Perform boundary traversal on a binary tree
Given a binary tree, perform the boundary traversal on it.
The solution should print the boundary nodes starting from the tree’s root, in an anti-clockwise direction, without any duplicates. For example, the following binary tree’s boundary traversal is 1, 2, 4, 8, 12, 13, 10, 6, 14, 11, 7, 3:
The idea is to split the problem into 3 parts:
- Print the left boundary in a top-down fashion.
- Print the leaf nodes in the same order as in the inorder traversal.
- Print the right boundary in a bottom-up fashion.

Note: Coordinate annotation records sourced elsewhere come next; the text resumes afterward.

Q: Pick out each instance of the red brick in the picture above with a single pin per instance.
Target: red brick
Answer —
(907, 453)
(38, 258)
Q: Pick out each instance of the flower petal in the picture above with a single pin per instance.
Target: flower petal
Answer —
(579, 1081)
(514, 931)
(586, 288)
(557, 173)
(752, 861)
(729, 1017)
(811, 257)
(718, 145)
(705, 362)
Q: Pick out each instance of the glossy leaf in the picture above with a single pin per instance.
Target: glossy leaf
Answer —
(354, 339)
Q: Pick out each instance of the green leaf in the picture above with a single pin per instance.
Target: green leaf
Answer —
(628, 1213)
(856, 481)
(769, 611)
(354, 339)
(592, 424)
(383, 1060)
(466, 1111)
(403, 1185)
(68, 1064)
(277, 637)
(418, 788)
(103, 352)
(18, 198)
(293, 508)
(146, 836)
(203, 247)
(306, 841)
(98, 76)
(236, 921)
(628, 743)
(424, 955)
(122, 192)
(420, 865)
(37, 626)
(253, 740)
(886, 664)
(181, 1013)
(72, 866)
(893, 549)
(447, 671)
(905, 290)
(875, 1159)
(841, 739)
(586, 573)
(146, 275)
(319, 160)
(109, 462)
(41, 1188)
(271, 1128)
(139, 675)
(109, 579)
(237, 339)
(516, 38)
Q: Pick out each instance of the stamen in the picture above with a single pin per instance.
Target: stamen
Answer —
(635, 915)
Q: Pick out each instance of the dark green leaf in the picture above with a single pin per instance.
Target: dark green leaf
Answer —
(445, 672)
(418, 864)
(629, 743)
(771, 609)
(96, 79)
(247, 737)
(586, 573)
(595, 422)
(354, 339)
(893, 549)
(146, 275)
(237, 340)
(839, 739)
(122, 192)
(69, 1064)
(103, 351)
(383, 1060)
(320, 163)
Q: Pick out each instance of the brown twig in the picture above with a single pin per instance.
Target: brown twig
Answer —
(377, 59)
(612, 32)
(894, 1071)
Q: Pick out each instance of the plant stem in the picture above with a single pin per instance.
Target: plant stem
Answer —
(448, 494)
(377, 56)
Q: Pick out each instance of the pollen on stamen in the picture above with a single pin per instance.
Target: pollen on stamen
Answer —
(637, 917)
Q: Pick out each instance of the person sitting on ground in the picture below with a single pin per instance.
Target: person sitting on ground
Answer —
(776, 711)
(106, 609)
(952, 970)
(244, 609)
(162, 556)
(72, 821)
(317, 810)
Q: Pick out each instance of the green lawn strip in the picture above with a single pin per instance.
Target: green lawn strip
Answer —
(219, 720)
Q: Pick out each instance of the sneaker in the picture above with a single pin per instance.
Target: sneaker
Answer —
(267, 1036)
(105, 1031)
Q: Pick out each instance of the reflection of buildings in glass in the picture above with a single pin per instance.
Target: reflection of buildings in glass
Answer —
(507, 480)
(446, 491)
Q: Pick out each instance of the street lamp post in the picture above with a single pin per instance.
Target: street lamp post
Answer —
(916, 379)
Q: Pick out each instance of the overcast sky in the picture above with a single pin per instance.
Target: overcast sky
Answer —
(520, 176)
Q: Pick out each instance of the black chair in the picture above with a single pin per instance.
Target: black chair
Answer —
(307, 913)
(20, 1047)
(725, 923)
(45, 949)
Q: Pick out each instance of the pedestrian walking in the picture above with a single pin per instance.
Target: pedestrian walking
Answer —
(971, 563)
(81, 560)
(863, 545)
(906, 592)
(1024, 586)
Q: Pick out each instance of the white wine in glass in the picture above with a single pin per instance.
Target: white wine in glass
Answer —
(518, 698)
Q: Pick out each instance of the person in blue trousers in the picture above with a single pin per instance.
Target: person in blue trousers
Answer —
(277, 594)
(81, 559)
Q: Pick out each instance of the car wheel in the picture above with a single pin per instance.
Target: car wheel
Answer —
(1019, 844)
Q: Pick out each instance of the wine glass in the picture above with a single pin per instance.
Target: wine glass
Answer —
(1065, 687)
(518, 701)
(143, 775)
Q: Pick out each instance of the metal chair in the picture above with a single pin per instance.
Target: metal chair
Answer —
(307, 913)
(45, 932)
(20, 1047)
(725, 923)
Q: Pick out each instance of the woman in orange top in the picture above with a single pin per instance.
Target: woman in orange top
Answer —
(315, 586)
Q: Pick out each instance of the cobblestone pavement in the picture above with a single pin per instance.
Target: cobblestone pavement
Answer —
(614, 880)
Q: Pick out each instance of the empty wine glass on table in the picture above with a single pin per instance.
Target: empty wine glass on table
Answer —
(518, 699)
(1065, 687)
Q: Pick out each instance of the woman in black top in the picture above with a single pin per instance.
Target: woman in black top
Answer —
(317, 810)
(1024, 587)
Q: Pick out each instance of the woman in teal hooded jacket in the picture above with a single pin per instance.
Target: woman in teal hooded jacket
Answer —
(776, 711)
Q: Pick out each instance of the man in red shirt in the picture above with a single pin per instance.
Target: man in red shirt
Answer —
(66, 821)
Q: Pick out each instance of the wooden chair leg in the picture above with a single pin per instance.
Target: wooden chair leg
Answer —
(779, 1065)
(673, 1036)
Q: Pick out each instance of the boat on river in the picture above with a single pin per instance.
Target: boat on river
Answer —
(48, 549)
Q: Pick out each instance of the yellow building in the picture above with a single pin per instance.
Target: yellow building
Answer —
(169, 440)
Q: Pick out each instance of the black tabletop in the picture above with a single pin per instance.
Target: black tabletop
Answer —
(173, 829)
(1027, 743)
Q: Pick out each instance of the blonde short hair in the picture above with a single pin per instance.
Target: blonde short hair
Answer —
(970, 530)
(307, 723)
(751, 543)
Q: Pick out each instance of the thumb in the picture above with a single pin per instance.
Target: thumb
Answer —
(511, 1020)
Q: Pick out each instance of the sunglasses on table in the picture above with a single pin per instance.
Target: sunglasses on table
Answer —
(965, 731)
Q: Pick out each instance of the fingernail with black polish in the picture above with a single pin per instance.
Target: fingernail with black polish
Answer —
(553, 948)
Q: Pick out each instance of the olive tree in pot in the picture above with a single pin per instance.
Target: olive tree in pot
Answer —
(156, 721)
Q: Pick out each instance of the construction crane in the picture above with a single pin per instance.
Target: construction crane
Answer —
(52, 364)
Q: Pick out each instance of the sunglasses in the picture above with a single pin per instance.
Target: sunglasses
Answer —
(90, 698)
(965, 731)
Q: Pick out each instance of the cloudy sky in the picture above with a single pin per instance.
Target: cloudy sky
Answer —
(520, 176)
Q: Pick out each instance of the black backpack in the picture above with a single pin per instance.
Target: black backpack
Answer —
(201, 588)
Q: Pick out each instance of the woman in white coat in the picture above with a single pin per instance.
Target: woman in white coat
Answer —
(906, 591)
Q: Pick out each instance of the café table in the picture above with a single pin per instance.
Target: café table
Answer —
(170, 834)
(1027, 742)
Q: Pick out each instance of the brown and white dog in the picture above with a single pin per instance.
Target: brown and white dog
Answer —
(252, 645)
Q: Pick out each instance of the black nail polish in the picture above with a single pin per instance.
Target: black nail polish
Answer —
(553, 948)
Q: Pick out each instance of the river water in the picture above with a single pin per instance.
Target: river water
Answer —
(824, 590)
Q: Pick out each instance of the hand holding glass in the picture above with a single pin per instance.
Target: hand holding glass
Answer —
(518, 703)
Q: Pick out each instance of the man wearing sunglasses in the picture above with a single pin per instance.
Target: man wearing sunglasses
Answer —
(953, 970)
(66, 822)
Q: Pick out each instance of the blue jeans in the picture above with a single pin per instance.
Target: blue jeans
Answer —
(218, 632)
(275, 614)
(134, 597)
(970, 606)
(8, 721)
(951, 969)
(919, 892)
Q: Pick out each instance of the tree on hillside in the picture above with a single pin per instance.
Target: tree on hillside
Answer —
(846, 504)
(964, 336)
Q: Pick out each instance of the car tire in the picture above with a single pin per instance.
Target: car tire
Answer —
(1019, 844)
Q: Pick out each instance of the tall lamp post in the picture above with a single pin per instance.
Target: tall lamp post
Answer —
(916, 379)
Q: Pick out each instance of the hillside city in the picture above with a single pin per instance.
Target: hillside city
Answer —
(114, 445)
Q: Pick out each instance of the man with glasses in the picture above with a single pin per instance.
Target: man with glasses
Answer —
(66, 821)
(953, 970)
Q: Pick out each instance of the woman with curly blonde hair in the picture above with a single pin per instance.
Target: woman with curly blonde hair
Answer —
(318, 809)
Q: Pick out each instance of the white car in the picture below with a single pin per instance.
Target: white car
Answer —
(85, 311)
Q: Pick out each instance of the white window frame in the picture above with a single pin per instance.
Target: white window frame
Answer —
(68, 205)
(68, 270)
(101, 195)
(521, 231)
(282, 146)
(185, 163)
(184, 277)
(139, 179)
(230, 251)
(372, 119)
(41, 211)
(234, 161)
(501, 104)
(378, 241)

This approach looks simple, but there are several edge cases the solution should handle to avoid printing duplicates:
- Both the left boundary and the right boundary traversal prints the root node. We can avoid this by printing the root node first and performing the left boundary traversal on the root’s left child and the right boundary traversal on the root’s right child.
- The leftmost and the rightmost node of the binary tree are leaf nodes. They will get printed while performing the left boundary and the right boundary traversal while printing the leaf nodes. To avoid it, exclude the leaf nodes while doing the left boundary and the right boundary traversal.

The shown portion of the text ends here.